China in South Asia: the case of India

6 Mar 2018

The second half of the twentieth century witnessed the re-emergence of China and India as major actors on the world stage. The two countries share many commonalities, both being populous Asian powers with contiguous territory, both ancient, previously-economically powerful civilisations. India, however, was colonised and Chinese territory was ceded to, and governed by, foreign powers. Importantly, both states were reduced to penury by the outsiders, leaving them with ambivalent perceptions of the West. Those commonalities led India’s first Prime Minister, Jawaharlal Nehru, to publicly aspire to a joint leadership with China to initiate an Asian revival. India and China, he felt, could be leaders in Asia without either impinging upon the other; China and India could accommodate each other’s growth and aspirations.

China and India had different reasons for their re-emergence in the latter half of the last century. The United States sought closer relations with China in 1972 in order to create a new front in its cold war against the Soviet Union. Consequent market forces enabled the Chinese economy to become the second-largest in the world. India, on the other hand, found itself in trouble in 1991 when its foreign currency reserves dwindled to three weeks’ worth of imports. Fiscal reform and commercial re-engagement with the world enabled rapid economic growth, making its economy the third-largest in Asia today.
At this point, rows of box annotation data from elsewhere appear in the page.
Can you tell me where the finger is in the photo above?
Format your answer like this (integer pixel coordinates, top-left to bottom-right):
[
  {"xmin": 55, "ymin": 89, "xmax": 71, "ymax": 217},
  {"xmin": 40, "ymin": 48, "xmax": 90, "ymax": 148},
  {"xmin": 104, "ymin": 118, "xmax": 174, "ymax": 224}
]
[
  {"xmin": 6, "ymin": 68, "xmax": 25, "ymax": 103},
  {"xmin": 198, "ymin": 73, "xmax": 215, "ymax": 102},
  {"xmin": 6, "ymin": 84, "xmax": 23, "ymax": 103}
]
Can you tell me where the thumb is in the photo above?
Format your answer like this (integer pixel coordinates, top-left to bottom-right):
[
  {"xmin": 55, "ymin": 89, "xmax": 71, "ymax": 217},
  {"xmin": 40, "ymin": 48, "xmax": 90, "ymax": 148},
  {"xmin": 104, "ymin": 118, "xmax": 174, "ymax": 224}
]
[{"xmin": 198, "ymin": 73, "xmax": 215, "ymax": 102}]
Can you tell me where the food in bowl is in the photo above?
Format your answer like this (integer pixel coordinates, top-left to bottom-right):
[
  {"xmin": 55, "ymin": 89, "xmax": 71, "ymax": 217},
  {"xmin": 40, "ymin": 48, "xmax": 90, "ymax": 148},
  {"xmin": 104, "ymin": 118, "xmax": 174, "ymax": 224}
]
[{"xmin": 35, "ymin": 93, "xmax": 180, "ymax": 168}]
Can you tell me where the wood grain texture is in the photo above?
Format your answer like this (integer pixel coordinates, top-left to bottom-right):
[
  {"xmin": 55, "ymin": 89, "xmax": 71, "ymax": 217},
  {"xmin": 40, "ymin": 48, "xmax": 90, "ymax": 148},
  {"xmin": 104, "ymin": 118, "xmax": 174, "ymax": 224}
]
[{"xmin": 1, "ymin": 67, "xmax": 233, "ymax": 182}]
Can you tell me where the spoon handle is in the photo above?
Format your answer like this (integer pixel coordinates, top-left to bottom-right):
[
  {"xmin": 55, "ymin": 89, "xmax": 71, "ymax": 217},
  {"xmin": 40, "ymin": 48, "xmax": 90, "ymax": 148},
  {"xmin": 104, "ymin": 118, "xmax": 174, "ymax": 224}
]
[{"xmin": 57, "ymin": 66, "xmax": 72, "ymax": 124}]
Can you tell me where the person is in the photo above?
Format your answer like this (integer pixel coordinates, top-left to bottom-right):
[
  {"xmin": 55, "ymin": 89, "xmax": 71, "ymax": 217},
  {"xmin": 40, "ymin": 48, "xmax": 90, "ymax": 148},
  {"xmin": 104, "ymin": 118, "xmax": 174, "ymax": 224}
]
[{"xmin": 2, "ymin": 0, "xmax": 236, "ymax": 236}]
Competing economies are not the sole or main reason for the less-than-cordial relations between the two states. India continues to view China through the prism of the 1962 Sino-Indian War. In late October 1962, Chinese troops invaded India’s north-east, routing the Indian Army. Though it lasted only a month, the war etched itself into India’s psyche, colouring all future relations with China. Hence, when China acquired nuclear weapons, India embarked upon a nuclear programme; when China began to modernise its military, India upgraded its own. China, for its part, sees India as a potential economic and military rival in Asia. While they claim to have cordial relations, they often portray each other as an adversary. That stance extends into the political and commercial spheres; they compete internationally for energy resources and try to balance each other by developing political, economic and military relations regionally. They have effectively moved from accommodation to competition.